How to Incorporate a Limited Liability Company

When an entrepreneur decides to create a legal entity, he is faced with the question of choosing a business structure. In what form to create a company – LLC (limited liability company, aka LLC) or Incorporation (corporation)?

What it Means to Incorporate a Company

Before understanding the formats of limited liability organizations, it is necessary to understand the meaning of the term “Incorporation”. In the commercial law of English-speaking countries, in particular the USA, the word “Incorporation” has a double interpretation:

  1. As an adjective. The word “incorporated” is translated as “registered”, “formalized as a legal entity”. Thus, in the business vocabulary of American entrepreneurs, a phrase like “We incorporated last month” is considered common.

2- The legal entity that resulted from the incorporation. It can be an LLC, a private limited company (Ltd.), or a corporation, which can be called either corporation (Corp.) or incorporation (Inc.). The last two names are considered identical, the owner can independently choose the ending and write it in all documents, for example, Alphabet Inc.

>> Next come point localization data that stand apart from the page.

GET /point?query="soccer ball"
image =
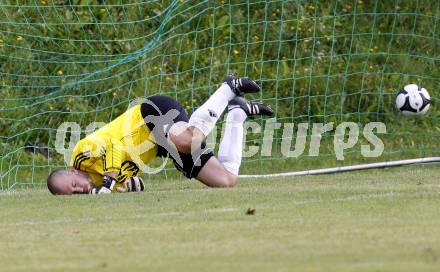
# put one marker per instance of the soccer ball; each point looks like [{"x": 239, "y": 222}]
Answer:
[{"x": 413, "y": 100}]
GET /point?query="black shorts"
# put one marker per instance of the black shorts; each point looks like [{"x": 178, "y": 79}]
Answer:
[{"x": 160, "y": 113}]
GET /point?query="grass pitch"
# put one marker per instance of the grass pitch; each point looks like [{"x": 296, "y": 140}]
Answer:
[{"x": 376, "y": 220}]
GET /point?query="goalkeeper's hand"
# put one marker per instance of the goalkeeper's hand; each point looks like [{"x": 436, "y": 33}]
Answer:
[
  {"x": 132, "y": 184},
  {"x": 106, "y": 188}
]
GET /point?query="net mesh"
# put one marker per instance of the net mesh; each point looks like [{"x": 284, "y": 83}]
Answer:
[{"x": 317, "y": 62}]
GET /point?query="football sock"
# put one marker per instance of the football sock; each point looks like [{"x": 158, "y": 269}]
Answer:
[
  {"x": 205, "y": 117},
  {"x": 231, "y": 145}
]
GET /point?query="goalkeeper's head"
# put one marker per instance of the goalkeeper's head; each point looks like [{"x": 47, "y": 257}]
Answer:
[{"x": 67, "y": 182}]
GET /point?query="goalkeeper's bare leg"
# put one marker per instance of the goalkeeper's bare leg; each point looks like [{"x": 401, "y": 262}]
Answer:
[{"x": 189, "y": 137}]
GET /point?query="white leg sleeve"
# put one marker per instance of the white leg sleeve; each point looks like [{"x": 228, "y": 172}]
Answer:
[
  {"x": 231, "y": 145},
  {"x": 205, "y": 117}
]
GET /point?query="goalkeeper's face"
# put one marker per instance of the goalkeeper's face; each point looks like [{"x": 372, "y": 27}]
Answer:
[{"x": 67, "y": 182}]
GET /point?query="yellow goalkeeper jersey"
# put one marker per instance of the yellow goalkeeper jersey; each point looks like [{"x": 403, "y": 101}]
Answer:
[{"x": 121, "y": 146}]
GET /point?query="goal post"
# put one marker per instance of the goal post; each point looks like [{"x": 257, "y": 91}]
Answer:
[{"x": 329, "y": 69}]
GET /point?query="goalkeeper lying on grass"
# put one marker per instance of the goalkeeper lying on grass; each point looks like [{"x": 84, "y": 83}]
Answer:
[{"x": 109, "y": 159}]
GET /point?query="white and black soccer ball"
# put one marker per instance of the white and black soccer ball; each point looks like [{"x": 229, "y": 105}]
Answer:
[{"x": 413, "y": 100}]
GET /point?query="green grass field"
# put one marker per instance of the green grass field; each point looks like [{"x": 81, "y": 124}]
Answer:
[{"x": 376, "y": 220}]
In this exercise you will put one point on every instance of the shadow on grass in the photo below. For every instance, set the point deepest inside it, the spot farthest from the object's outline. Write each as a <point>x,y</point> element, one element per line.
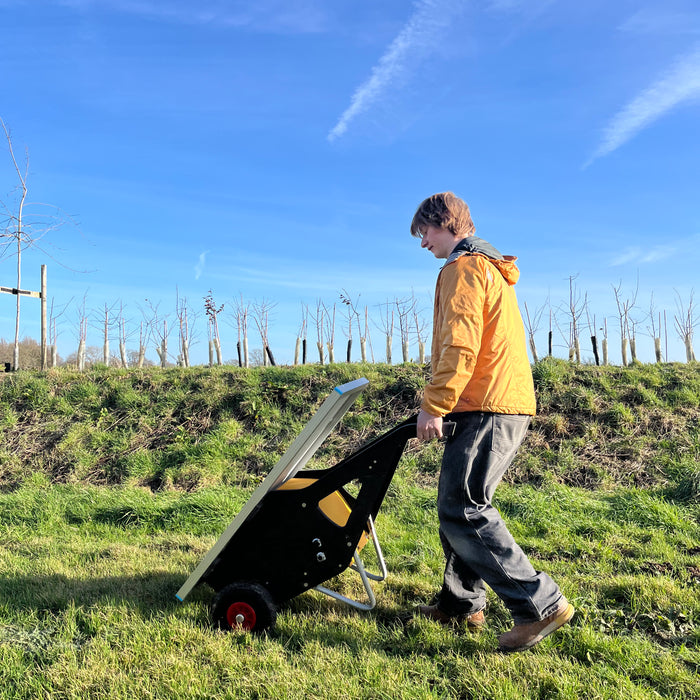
<point>146,592</point>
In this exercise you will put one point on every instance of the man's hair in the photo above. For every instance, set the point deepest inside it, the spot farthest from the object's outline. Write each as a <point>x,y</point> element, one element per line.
<point>443,210</point>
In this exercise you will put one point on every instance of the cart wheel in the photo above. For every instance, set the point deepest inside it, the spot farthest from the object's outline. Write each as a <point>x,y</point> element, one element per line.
<point>246,606</point>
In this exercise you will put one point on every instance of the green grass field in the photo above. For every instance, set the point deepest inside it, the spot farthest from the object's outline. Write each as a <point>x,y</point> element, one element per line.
<point>115,484</point>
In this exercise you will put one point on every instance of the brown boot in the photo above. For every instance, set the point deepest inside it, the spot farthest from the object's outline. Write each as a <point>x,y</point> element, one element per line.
<point>475,621</point>
<point>526,635</point>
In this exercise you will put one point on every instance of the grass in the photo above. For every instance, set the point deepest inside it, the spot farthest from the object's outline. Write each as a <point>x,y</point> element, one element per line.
<point>114,484</point>
<point>87,604</point>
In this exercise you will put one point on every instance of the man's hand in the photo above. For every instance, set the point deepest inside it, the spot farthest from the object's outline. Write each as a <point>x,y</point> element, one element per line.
<point>429,426</point>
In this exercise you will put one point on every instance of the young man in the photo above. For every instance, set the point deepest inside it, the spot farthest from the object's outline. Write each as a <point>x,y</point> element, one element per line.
<point>481,377</point>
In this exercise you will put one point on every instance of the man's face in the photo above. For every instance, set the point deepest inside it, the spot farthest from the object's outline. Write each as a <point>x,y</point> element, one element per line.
<point>439,241</point>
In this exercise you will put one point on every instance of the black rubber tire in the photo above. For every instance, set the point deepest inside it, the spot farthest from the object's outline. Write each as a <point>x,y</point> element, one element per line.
<point>245,606</point>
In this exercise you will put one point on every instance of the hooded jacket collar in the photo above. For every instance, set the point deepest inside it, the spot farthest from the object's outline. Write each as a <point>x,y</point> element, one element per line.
<point>478,246</point>
<point>474,246</point>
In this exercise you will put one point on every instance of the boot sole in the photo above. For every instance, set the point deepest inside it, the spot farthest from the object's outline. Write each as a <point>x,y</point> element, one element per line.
<point>559,621</point>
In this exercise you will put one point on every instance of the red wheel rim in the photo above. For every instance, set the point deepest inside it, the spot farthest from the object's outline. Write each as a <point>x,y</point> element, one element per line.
<point>241,615</point>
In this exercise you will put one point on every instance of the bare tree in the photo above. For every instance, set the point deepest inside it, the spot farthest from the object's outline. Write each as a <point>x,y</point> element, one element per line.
<point>404,314</point>
<point>594,337</point>
<point>54,315</point>
<point>159,331</point>
<point>655,330</point>
<point>686,322</point>
<point>213,311</point>
<point>421,329</point>
<point>82,334</point>
<point>261,316</point>
<point>624,308</point>
<point>318,319</point>
<point>300,347</point>
<point>605,341</point>
<point>330,333</point>
<point>533,324</point>
<point>386,325</point>
<point>575,311</point>
<point>241,313</point>
<point>186,317</point>
<point>24,225</point>
<point>351,315</point>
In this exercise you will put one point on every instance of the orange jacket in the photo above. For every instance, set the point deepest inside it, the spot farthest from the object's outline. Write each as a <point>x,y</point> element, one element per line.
<point>478,356</point>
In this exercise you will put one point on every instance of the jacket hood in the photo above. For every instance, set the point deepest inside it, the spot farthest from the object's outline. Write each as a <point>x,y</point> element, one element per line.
<point>472,245</point>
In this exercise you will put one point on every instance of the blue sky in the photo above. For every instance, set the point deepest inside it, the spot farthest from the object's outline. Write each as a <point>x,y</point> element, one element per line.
<point>277,151</point>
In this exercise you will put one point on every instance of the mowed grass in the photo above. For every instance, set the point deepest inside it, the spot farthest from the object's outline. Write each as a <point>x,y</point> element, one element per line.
<point>87,606</point>
<point>115,483</point>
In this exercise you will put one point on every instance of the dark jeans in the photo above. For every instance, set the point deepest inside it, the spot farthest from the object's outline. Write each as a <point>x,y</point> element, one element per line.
<point>478,546</point>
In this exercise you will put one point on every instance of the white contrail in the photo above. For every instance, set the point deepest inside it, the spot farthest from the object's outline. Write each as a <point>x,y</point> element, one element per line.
<point>420,35</point>
<point>199,267</point>
<point>681,83</point>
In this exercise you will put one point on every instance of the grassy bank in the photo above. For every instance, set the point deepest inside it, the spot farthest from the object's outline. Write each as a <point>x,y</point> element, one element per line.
<point>116,483</point>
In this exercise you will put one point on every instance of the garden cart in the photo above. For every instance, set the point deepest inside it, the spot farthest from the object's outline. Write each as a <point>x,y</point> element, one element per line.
<point>302,527</point>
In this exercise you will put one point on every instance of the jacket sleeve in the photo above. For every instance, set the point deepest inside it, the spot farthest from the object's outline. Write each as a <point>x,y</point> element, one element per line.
<point>461,298</point>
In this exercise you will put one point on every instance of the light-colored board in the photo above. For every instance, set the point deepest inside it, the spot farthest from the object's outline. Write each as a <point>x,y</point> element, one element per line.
<point>296,456</point>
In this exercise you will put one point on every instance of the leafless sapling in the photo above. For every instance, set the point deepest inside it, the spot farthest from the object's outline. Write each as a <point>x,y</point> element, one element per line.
<point>686,321</point>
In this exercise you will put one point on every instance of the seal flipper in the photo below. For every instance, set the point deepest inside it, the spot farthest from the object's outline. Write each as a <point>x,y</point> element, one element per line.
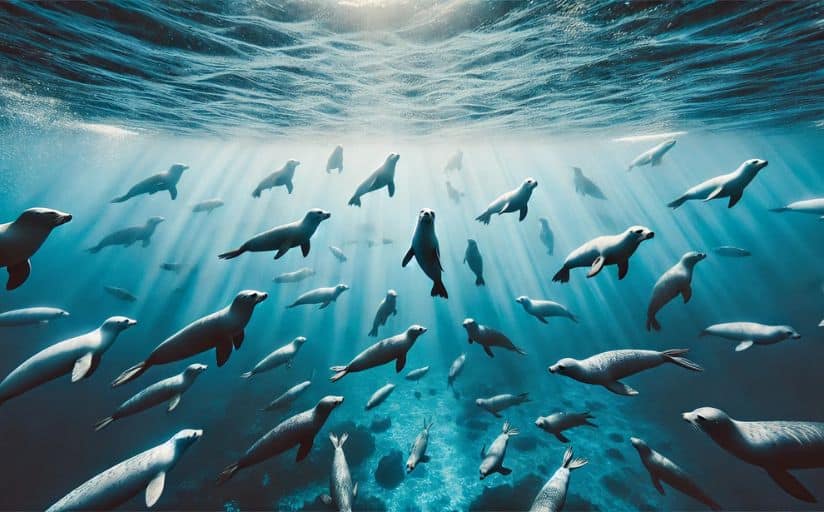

The bottom line, any limited liability company can be incorporated, but incorporation does not always result in a corporation. It sounds a bit complicated, but that’s the nature of American commercial law.

What the Incorporation Process Looks Like Step by Step

  1. The first decision of the founders is in which country to register and conduct business. Of course, it is much easier to do this in your home country with clear legislation and familiar bureaucracy, but opening a legal entity abroad is not associated with super-complicated requirements, and this option is available even to non-residents. In addition, the registration of a company in another country gives a foreign entrepreneur the right to obtain a residence permit.
  2. After choosing a state, there may be a need to determine the specific region where commercial activity will be conducted. For example, in the U.S., each state has separate laws for business, in other countries commercial activity may be regulated for all equally, except for special territories – free economic zones, where other laws apply.
  3. Having determined the place of registration (country and region), it is time to make a choice – what will be the organizational-legal format of the company. Each state has a different choice of business structures, in general, similar IE or LLC can be registered worldwide. It is recommended to start with the simplest, fastest and cheapest format, and then if necessary and with the development of the business to change the structure to a more complex one.
  4. Come up with a unique company name. In some jurisdictions, it is enough that the name of the business does not coincide with other existing organizations within the region (this is a simpler task, because we are talking about a smaller number of legal entities). But there are times when it is necessary to find a unique name within an entire country.
  5. Prepare the necessary package of constituent documents, pay administrative fees, apply to local authorities to complete the registration procedure of the new legal entity.
  6. Before opening and starting commercial activities, understand the additional requirements regarding your type of company. It may be necessary to obtain separate licenses, permits, and patents.


Summing up, in what form is it more optimal to register a legal entity with limited liability, if the businessman realizes that his business grew out of the format of individual entrepreneurship? Each case is worth considering with a business consultant, but the general business practice is as follows: as long as the size of the company and the level of profit can be called average, it is more profitable and rational to function as an LLC.